HARIAN NEGERI - Presiden Prabowo Subianto mengumpulkan sekitar 1.200 rektor dan guru besar dari berbagai perguruan tinggi negeri maupun swasta di halaman Istana Kepresidenan Jakarta, Kamis (15/01/2026). Pertemuan bertajuk Taklimat Presiden ini menjadi momentum krusial bagi kepala negara untuk menyelaraskan visi besar pemerintah dengan arah dunia akademik dalam menghadapi tantangan global yang kian kompleks.
Menteri Sekretaris Negara, Prasetyo Hadi, mengungkapkan bahwa agenda ini merupakan langkah strategis Presiden untuk memberikan gambaran utuh mengenai kondisi geopolitik terkini serta rencana besar pembangunan nasional.
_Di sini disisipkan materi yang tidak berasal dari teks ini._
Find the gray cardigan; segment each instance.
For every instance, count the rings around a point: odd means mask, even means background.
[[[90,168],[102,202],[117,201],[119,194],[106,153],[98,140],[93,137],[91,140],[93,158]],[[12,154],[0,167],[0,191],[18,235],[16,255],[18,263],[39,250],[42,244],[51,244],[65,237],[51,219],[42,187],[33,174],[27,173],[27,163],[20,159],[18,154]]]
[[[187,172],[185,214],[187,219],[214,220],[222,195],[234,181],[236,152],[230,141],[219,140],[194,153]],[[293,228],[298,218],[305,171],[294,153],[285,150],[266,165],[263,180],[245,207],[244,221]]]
Prabowo menekankan bahwa sektor pendidikan tinggi tidak boleh berjalan sendiri, melainkan harus menjadi motor penggerak utama dalam mewujudkan kemandirian bangsa di berbagai lini.
Salah satu poin krusial yang dibahas dalam diskusi tersebut adalah krisis tenaga medis di tanah air. Pemerintah mencatat Indonesia masih kekurangan lebih dari 100 ribu dokter. Melalui Kementerian Pendidikan Tinggi, Sains, dan Teknologi, Presiden mendorong adanya percepatan pemenuhan kebutuhan dokter guna memastikan layanan kesehatan menjangkau seluruh pelosok negeri tanpa hambatan sumber daya manusia.
Tak hanya soal kuantitas lulusan, Prabowo juga menyoroti beban biaya pendidikan yang sering kali menjadi momok bagi masyarakat. Presiden menginstruksikan jajarannya untuk merumuskan skema pembiayaan operasional kampus yang berkelanjutan namun tetap terjangkau. Tujuannya jelas: meningkatkan kualitas sarana, prasarana, dan kesejahteraan dosen tanpa harus menguras kantong mahasiswa atau orang tua.
Langkah proaktif ini merupakan bagian dari strategi besar pemerintah dalam memperkuat fondasi sumber daya manusia demi menyongsong Indonesia Emas 2045. Dengan pendidikan yang kuat, Presiden meyakini target swasembada pangan dan energi akan lebih mudah tercapai, menempatkan Indonesia sebagai pemain utama di panggung internasional melalui inovasi dan riset dari bangku kuliah.